兩人驚坐起,揣上扇子跑下山去。作為祭司的克勞德任務多責任重,偶爾的健忘是正常不過的事情,他讓祝無憂在山上等著,有些儀式他不能親眼看。

祝無憂的腳步飛起,和統子打著嘴仗:“都是你,也不看清村克勞德帶沒帶好東西,本來我們兩個人可以休息一會兒的,現在全毀了……”

“你的人你不管交給我管,小豬你不要太離譜了。”

“我們還一家人,下次記性還是好一點吧。”

統子的嘴仗先行告退,祝無憂肩膀上的風景甚佳,它光坐不跑,心中愜意滿滿。

除了滿滿的雀躍,還有未曾見過的酒。

克勞德站在戲臺後,一轉身的功夫,從山上跑下來剎不住車的祝無憂一個飛撲掛到他身上,氣喘籲籲腳底冒煙。

“記得給我五星好評,逆風快遞,踩點送達……”他還掛在克勞德肩膀上,用力過猛緩不過來,“我把折扇給你拿來了,應該沒有遲到的。”

“下次不要跑這麽快了,萬一摔倒了就糟糕了。”克勞德撫著他的後背,為他順氣。

“知道啦,只是怕趕不上你的節慶,怕錯過一些重要的事情。”

克勞德的笑意漫過嘴角,手輕輕拍著他的腦袋:“不會錯過的……”

“嗯嗯,沒有錯過就好。”

統子夾在他們中間,兔子形態更好做電燈泡,他喜歡端詳人說話時臉上的微表情。比如現在小豬,雖然笑容淺淺,眼底的落寞還是無處遁形。

克勞德又被島民叫走,他被撂在一邊,臉上的落寞更加明顯了,它想起之前小豬的話。

“小豬的承認禮,是別人錯過了嗎?”

祝無憂低頭一楞,百般無聊揪著地上的野草,“怎麽突然問這個,你的算法又精進了……嗯,不過不是什麽大事,畢竟我在意的人都離開的,這樣的儀式也沒有什麽意義,而且,這是成人禮不是承認禮哦。”

“那小豬承認自己了嗎?”

“……”他手裏的野草被折成兩半,“是成人禮,統子不要口誤了。”

“但是不承認自己,怎麽算成人了。
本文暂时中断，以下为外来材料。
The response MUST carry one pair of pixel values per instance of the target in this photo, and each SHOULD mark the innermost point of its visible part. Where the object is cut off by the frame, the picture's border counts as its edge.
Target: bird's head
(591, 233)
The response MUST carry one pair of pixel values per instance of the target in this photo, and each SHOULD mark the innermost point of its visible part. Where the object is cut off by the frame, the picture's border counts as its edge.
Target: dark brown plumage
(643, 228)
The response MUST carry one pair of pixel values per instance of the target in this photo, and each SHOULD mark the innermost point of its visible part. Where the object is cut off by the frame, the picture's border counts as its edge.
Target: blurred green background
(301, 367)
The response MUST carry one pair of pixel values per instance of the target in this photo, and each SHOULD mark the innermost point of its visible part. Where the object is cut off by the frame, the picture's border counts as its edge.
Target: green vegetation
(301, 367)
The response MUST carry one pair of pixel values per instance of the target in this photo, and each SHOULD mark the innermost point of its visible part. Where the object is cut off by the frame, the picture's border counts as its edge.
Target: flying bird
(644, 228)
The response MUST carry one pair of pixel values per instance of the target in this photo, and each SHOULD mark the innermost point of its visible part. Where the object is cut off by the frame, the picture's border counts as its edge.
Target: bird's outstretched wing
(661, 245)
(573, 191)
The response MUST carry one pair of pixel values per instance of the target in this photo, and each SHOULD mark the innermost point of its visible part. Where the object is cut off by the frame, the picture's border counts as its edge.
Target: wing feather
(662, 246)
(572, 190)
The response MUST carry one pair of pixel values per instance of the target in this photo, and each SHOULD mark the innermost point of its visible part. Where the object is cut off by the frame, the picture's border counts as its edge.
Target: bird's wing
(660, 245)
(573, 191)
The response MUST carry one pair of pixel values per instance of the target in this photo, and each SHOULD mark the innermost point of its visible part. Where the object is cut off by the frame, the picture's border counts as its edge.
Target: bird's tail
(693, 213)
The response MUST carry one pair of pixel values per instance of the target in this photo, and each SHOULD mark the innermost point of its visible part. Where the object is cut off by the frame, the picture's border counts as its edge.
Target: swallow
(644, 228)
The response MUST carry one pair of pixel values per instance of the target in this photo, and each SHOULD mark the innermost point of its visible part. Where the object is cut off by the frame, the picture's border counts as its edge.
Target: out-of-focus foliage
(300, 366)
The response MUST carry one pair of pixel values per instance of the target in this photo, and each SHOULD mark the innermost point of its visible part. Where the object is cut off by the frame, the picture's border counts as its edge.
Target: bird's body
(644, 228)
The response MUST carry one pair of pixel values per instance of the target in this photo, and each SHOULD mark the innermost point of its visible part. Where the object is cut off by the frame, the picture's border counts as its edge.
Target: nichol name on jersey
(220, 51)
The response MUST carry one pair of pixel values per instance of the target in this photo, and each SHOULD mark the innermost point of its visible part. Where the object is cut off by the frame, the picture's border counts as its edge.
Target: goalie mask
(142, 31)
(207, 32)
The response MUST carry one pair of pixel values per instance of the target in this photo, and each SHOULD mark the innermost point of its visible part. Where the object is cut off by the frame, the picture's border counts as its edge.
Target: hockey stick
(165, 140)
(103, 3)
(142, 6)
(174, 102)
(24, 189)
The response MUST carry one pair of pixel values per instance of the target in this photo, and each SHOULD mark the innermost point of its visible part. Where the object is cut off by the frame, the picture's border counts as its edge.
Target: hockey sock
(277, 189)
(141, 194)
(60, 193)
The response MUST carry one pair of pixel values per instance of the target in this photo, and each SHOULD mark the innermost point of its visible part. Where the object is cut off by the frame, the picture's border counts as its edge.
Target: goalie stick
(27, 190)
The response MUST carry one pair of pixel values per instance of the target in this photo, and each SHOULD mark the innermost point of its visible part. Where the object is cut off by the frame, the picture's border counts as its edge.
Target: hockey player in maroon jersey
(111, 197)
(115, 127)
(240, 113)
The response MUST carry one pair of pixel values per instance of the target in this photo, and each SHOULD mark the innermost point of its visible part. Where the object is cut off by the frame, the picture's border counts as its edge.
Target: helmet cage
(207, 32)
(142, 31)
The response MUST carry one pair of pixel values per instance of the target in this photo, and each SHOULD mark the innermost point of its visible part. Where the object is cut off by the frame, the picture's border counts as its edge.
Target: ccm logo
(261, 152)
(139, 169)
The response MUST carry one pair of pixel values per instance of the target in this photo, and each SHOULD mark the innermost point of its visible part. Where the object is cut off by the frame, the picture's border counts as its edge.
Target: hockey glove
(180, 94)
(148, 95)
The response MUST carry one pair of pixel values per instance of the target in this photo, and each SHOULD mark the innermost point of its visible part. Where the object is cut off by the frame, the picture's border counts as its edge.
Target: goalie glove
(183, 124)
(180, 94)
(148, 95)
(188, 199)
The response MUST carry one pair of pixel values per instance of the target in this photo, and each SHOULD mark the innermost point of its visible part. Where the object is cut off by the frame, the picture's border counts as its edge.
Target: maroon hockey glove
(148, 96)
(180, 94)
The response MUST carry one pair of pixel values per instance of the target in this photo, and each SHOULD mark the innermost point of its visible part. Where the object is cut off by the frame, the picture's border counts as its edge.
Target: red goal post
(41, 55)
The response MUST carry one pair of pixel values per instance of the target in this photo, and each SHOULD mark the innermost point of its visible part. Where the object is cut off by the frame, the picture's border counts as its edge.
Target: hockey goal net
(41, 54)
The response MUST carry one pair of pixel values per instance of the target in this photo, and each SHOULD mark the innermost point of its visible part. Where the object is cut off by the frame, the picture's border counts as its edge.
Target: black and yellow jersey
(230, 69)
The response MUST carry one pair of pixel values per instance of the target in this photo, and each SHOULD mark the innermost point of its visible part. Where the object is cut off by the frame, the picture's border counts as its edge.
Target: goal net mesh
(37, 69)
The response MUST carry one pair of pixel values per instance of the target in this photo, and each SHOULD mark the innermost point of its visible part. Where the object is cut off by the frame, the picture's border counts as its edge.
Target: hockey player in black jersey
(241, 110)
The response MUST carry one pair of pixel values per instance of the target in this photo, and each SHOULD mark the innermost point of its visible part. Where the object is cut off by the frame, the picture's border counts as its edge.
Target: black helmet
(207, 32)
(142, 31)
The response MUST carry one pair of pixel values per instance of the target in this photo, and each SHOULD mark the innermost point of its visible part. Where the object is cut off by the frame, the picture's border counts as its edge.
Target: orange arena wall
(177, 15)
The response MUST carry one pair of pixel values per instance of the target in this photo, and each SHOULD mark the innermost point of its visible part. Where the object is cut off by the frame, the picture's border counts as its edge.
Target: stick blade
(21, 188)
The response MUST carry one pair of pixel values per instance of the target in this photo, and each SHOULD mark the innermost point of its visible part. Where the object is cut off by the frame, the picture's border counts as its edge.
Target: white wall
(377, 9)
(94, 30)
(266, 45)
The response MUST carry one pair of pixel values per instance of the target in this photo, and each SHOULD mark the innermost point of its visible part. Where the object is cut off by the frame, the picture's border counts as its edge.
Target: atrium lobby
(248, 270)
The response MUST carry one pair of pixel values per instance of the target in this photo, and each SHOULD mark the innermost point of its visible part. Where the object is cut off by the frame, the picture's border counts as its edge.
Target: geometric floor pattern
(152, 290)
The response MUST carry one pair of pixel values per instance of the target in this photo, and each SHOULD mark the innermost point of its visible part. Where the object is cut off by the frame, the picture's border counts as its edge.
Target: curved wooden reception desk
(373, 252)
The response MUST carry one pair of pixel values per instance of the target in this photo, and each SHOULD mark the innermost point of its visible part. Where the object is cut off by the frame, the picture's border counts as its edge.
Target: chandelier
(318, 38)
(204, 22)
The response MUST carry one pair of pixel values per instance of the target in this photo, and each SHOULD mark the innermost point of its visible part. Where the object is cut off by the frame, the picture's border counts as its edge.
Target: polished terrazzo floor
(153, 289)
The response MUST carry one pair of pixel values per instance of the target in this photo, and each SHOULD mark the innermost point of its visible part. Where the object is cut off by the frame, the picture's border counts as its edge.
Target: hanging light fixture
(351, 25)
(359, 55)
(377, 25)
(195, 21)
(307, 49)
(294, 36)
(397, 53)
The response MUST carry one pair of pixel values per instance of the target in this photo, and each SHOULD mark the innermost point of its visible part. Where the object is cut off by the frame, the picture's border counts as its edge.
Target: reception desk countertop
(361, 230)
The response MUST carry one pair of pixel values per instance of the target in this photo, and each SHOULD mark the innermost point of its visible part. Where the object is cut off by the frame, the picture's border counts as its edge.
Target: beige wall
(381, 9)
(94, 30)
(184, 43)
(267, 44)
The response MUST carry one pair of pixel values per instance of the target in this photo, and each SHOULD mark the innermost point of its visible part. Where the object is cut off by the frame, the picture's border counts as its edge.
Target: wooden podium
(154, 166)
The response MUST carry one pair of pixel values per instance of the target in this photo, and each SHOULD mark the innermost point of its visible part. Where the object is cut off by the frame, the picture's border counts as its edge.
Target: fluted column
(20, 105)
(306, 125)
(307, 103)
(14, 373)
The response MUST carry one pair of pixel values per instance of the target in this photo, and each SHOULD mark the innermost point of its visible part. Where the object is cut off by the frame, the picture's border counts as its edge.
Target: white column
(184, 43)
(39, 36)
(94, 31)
其實剛剛小豬不用跑這麽快的,從克勞德的表情就可以看出來,因為自己錯過了,所以不想要喜歡的人錯過,對嗎?”

地上的草戰栗不停,生怕大手從天而降,滅了它草門百口。

“統子什麽時候轉職放心理分析師了……嗯,但是不重要了,過去的事情不重要。”

“重要的,自己的事情,不可能不重要的!”統子振臂一呼,活力滿滿,呼喊著呼喊著,他想起一些事情:小豬說過,掉進水裏的那天正好是他的生日,那成人禮呢,他不是才十八歲嗎?

它放下高呼的手,戳著自己的手指頭,被自我策反了。

“統子,你先到旁邊玩一會兒。”克勞德從身後冒泡,一把薅起它的後背,把他放到遠遠的地方。

它識趣配合。

它守在草叢裏觀察,只見克勞德端來一壺酒,簡單和小豬嘮嗑兩句後,倒下兩杯酒,來著小豬高高興興喝上。
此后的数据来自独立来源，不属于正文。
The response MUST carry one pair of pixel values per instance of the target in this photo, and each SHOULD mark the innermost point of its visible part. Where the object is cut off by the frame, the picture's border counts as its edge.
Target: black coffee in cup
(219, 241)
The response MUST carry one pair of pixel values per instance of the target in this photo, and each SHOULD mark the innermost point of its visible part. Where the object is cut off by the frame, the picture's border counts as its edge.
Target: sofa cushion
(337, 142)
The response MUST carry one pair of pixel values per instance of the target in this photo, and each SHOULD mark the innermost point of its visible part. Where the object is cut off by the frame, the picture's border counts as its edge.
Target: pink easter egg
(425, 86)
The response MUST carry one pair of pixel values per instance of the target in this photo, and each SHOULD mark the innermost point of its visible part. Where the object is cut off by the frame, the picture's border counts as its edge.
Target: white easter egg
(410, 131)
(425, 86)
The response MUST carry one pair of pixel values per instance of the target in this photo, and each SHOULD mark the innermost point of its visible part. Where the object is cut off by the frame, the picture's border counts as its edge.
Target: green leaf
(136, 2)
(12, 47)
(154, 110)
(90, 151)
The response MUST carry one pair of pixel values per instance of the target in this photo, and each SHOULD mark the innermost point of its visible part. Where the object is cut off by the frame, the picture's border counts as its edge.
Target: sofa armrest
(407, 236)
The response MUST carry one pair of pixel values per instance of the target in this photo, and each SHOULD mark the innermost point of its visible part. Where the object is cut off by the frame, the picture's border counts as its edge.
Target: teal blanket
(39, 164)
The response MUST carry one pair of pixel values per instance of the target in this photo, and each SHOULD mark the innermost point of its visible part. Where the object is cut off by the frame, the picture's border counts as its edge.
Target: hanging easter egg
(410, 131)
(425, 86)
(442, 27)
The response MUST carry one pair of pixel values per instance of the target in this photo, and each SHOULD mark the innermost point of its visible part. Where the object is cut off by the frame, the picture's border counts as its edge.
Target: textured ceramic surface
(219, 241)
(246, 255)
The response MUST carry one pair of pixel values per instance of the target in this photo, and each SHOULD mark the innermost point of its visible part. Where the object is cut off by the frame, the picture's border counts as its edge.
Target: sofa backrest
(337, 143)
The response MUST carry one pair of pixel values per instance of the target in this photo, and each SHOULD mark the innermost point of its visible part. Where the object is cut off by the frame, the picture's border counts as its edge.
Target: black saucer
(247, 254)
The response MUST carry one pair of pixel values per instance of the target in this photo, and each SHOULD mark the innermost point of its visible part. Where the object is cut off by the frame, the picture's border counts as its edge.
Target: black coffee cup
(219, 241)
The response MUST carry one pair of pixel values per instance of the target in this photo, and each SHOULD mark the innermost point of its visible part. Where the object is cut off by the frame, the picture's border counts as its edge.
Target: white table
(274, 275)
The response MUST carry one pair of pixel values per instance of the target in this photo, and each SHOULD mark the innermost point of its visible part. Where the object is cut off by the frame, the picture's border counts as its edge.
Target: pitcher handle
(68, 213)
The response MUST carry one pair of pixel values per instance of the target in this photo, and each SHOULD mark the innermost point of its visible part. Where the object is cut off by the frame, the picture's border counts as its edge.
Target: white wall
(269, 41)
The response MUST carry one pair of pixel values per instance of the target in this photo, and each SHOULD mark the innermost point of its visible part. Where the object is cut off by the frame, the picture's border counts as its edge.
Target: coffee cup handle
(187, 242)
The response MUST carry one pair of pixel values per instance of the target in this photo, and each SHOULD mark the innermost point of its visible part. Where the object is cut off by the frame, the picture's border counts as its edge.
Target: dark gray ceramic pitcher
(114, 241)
他們嘴裏念念有詞,距離太遠,語焉不詳。克勞德十分心機,喝酒的時候把手臂插到小豬的臂彎裏,粗心玩意一個,喝酒就喝酒,還把酒撒到別人臉上,不知道的還以為是小豬哭了。

“不對……我們什麽時候這變成這種系了,他是我的敵人才對啊……真是奇怪,肯定是我太善良了,見不到小家夥傷心。”
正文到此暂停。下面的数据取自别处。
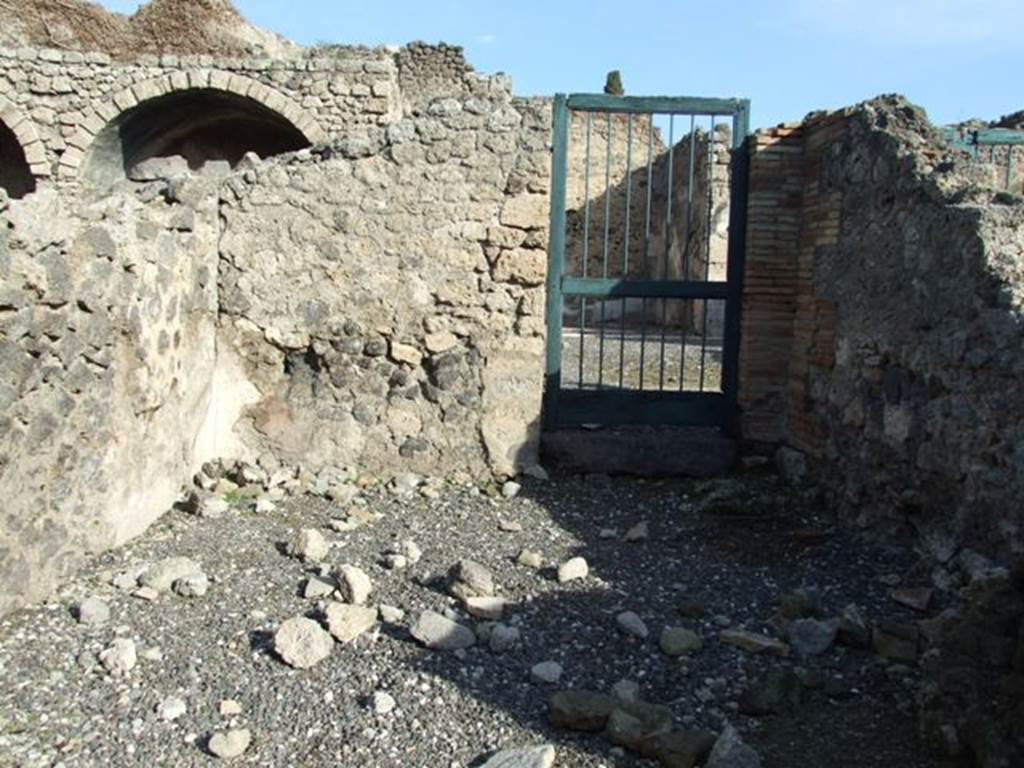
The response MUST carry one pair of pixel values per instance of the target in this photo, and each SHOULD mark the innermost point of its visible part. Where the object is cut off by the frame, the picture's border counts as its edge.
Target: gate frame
(565, 409)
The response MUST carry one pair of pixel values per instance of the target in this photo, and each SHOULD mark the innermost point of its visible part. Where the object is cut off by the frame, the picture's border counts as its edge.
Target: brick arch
(27, 135)
(195, 80)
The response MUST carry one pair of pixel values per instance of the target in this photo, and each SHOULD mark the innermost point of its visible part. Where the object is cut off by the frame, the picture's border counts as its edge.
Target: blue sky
(957, 58)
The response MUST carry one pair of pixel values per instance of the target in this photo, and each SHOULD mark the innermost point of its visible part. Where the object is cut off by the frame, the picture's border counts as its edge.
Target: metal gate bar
(648, 280)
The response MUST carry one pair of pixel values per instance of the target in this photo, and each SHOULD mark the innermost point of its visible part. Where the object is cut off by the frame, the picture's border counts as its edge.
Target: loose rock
(353, 585)
(302, 642)
(470, 579)
(438, 633)
(534, 757)
(547, 672)
(572, 569)
(348, 622)
(308, 545)
(229, 744)
(92, 612)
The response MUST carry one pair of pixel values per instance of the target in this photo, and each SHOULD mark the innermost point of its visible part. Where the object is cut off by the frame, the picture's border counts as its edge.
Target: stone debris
(391, 614)
(896, 641)
(811, 637)
(316, 588)
(163, 574)
(349, 622)
(308, 545)
(353, 585)
(302, 642)
(171, 709)
(572, 569)
(731, 752)
(469, 579)
(547, 672)
(530, 559)
(229, 744)
(439, 633)
(530, 757)
(92, 612)
(639, 532)
(754, 643)
(383, 702)
(631, 624)
(581, 710)
(489, 608)
(228, 708)
(504, 638)
(119, 657)
(679, 641)
(511, 489)
(918, 598)
(195, 585)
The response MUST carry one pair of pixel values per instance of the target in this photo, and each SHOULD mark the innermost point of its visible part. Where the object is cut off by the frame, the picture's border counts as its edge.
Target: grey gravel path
(59, 707)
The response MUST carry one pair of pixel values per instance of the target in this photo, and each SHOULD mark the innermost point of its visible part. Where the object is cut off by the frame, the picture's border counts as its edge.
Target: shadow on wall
(15, 177)
(201, 125)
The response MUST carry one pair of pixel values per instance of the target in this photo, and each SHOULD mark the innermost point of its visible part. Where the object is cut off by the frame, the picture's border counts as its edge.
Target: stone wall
(387, 300)
(107, 318)
(884, 289)
(374, 299)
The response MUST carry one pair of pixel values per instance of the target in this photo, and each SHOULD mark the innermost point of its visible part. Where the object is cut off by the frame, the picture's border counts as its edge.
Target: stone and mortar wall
(107, 321)
(387, 301)
(893, 287)
(884, 346)
(376, 301)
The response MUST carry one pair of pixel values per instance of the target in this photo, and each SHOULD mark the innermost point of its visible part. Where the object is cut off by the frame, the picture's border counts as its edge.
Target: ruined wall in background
(107, 337)
(387, 301)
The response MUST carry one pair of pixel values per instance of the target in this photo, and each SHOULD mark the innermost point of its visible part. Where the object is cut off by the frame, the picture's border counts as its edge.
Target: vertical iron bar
(556, 258)
(710, 197)
(687, 252)
(668, 244)
(626, 247)
(604, 252)
(739, 165)
(646, 237)
(586, 242)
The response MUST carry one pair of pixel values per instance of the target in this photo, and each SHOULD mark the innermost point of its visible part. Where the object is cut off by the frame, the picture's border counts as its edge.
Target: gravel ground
(59, 707)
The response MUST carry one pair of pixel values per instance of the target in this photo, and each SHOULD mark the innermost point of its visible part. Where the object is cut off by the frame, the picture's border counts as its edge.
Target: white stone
(348, 622)
(438, 633)
(230, 743)
(301, 642)
(353, 585)
(530, 757)
(511, 489)
(383, 702)
(93, 612)
(308, 545)
(572, 569)
(489, 608)
(547, 672)
(171, 709)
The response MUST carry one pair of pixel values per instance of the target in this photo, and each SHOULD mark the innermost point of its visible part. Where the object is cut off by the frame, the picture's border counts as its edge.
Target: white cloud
(919, 22)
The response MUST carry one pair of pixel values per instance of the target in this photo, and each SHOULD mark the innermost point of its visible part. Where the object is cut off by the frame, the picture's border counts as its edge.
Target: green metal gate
(648, 214)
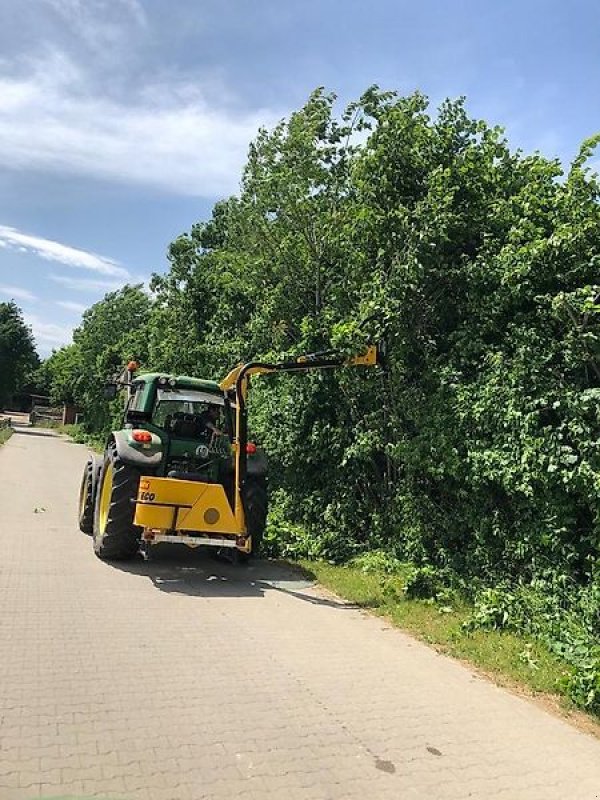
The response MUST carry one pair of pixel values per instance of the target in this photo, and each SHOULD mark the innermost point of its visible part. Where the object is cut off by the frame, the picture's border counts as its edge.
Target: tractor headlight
(202, 451)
它正大光明走回去,忙碌的克勞德放下酒杯離開,後臺又只剩一兔一人。

祝無憂低著頭,眼角的淚暈開眼妝,他的腦袋有些昏昏沈沈,酒不常喝,太苦太澀。

統子:“克勞德又欺負你了嗎?為什麽又哭了?我可以當一回好人,幫你打回去的,他剛才一定是咬了你的臉,不然為什麽會疼哭……”

“沒有,其實幸福的時候也是會留下眼淚的。”

統子想問“哪裏幸福”,但看著他淡開的憂郁,到嘴的話咽了回去。這個小豬反向操作厲害,傷心難過時瞞著眾人,幸福開心時不避不逃,說話倒是大大方方起來。

“這樣子也挺好的,大大方方的,就算是哭也沒有關系。”

“有關系的……”

“什麽關系?”

“嗯?”交杯酒酒杯還在他手裏,他為自己倒滿酒,貼著酒杯一飲而盡,“克勞德的酒太烈了,有些頭暈。”

他看著酒杯,目光久久不離,指尖在杯口處來回徘徊……心想:他的酒杯。

——

這一天他喝了很多酒,祭臺前長長的階梯兩邊上,拿著酒壺杯盞的島民熱情揮舞著,他當了一會國家領導人,手裏的酒一杯杯下肚。

這是必經的儀式,他不是很理解,島民管著叫“酒詞。”

祭司必久辭。

“克勞德呢?”走到盡頭的他問。

祭臺上是島主,兮島的首領,一頭烏黑的長發,兩只吊梢眼高高掛著,好像站在閣樓上高高在上看人,兩條眉毛又長又淺,被人剃去一大塊。

島主:“祭司大人交代過,接下來的事務由我負責。”

他半信半疑,過量的酒精醉了他的神經。克勞德在後臺對他說過的話浮上心頭,他的失望在所難免。

祭司拿著木枝,在弟子發間點化,這樣的傳位儀式在他記憶裏盤旋了十幾年,多年前在電視裏見過的場景,卻不能如數對應現實。

電視裏的情節總是跌宕起伏,前一秒歡快的人從眾,下一秒變成眾踩人的可怕畫面。

人群裏尖叫聲不斷,酒杯委地,盞碎酒撒,人們步履匆匆,急忙跑走。

呼嚕呼嚕,水聲催天裂,四境陰雲起。

祝無憂回頭一看,洪水從天而降。